2. Fehlende Porenstruktur (kein Klebergerüst)
Im Gegensatz zu Weizenbroten enthält Pumpernickel kaum oder gar keine Hefe oder Sauerteig-Triebmittel, die für eine luftige Krume sorgen. Zudem besteht es meist aus grobem Roggenschrot. Roggen besitzt kein „Klebereiweiß“ (Gluten), das ein stabiles, elastisches Gerüst bildet. Pumpernickel ist daher eine sehr kompakte, schwere Masse ohne elastische Verbindung. Wenn das Messer Druck ausübt, weicht das Brot nicht aus, sondern bricht an den groben Schrotkörnern auseinander.
3. Fehlende Kruste
Normale Brote haben eine harte Kruste, die dem Laib Stabilität verleiht. Pumpernickel wird meist in geschlossenen Formen gebacken, wodurch sich keine echte Kruste bildet. Ohne diese stabilisierende Außenhülle fehlt der „Widerstand“, der das Brot beim Schneiden in Form hält.
4. Grobe Einschlüsse
Pumpernickel besteht oft aus ganzen oder nur grob gebrochenen Roggenkörnern. Wenn die Messerklinge auf ein solches ganzes Korn trifft, schiebt sie es eher zur Seite, anstatt es sauber zu durchtrennen – besonders wenn das Messer nicht extrem scharf ist. Das führt dazu, dass das Brot eher reißt als schneidet.

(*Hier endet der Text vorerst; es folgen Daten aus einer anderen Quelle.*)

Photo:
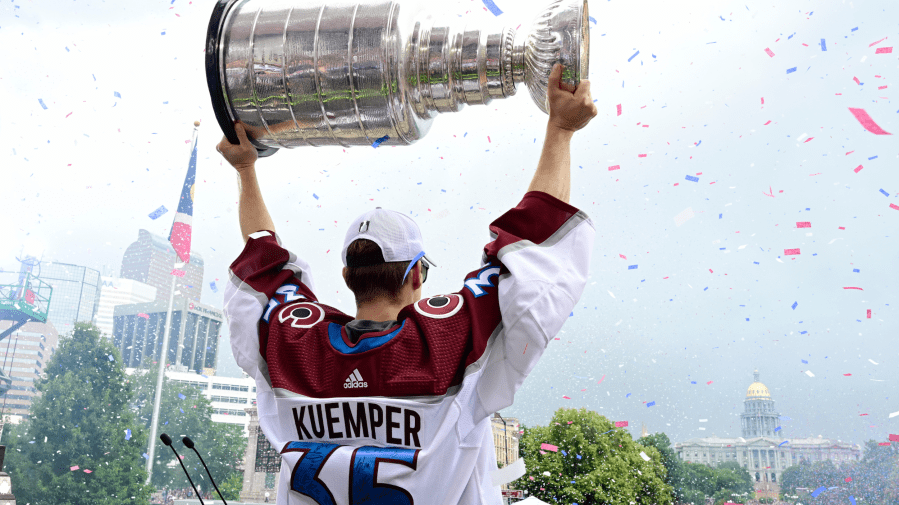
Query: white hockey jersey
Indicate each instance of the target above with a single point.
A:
(402, 415)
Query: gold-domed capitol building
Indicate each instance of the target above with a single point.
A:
(764, 448)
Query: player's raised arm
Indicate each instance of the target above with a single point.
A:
(253, 214)
(570, 109)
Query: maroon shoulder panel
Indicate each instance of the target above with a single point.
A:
(536, 218)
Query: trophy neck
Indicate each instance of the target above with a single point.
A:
(449, 68)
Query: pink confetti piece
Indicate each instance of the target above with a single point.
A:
(862, 116)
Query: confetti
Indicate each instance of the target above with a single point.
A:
(492, 7)
(158, 212)
(862, 116)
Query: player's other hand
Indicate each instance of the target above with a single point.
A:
(241, 156)
(570, 107)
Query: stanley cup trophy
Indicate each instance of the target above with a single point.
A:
(338, 73)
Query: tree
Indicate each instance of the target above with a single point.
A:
(74, 448)
(595, 463)
(183, 412)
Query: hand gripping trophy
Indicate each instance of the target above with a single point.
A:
(336, 73)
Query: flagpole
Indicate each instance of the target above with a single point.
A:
(151, 451)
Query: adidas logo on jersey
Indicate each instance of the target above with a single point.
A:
(355, 380)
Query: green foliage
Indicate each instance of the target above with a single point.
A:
(79, 421)
(609, 471)
(221, 445)
(232, 487)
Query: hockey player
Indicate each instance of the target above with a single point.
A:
(392, 406)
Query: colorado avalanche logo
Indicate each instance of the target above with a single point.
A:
(440, 306)
(304, 314)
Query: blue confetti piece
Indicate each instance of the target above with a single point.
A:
(492, 7)
(158, 212)
(380, 141)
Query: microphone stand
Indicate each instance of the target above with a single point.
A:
(167, 440)
(190, 445)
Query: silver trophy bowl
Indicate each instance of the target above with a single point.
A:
(331, 73)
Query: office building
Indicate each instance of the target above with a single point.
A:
(76, 293)
(25, 354)
(139, 328)
(151, 259)
(114, 292)
(763, 449)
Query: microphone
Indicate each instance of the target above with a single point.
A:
(167, 440)
(190, 445)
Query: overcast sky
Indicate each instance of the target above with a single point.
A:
(712, 297)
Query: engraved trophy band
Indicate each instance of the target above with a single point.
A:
(339, 73)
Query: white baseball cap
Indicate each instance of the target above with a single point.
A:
(396, 234)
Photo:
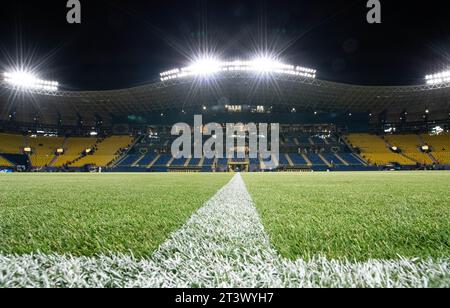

Tipps für einen sauberen Schnitt:
Falls du Pumpernickel selbst schneiden möchtest (falls er nicht schon vorgeschnitten aus der Packung kommt), helfen diese Tricks:
- Das Messer befeuchten: Tauche das Messer vor jedem Schnitt kurz in heißes Wasser. Die Feuchtigkeit verhindert, dass die klebrige Stärke am Metall haftet.
- Ein sehr scharfes Sägemesser (Brotsäge): Benutze ein Messer mit Wellenschliff und säge mit sehr langen, vorsichtigen Bewegungen ohne viel Druck nach unten.
- Elektrische Allesschneider: Diese sind oft am besten geeignet, da die rotierende Scheibe mit hoher Geschwindigkeit schneidet, bevor das Brot nachgeben oder kleben kann.
- Kalt schneiden: Pumpernickel lässt sich deutlich besser schneiden, wenn er direkt aus dem Kühlschrank kommt, da die Stärke dann fester und weniger klebrig ist.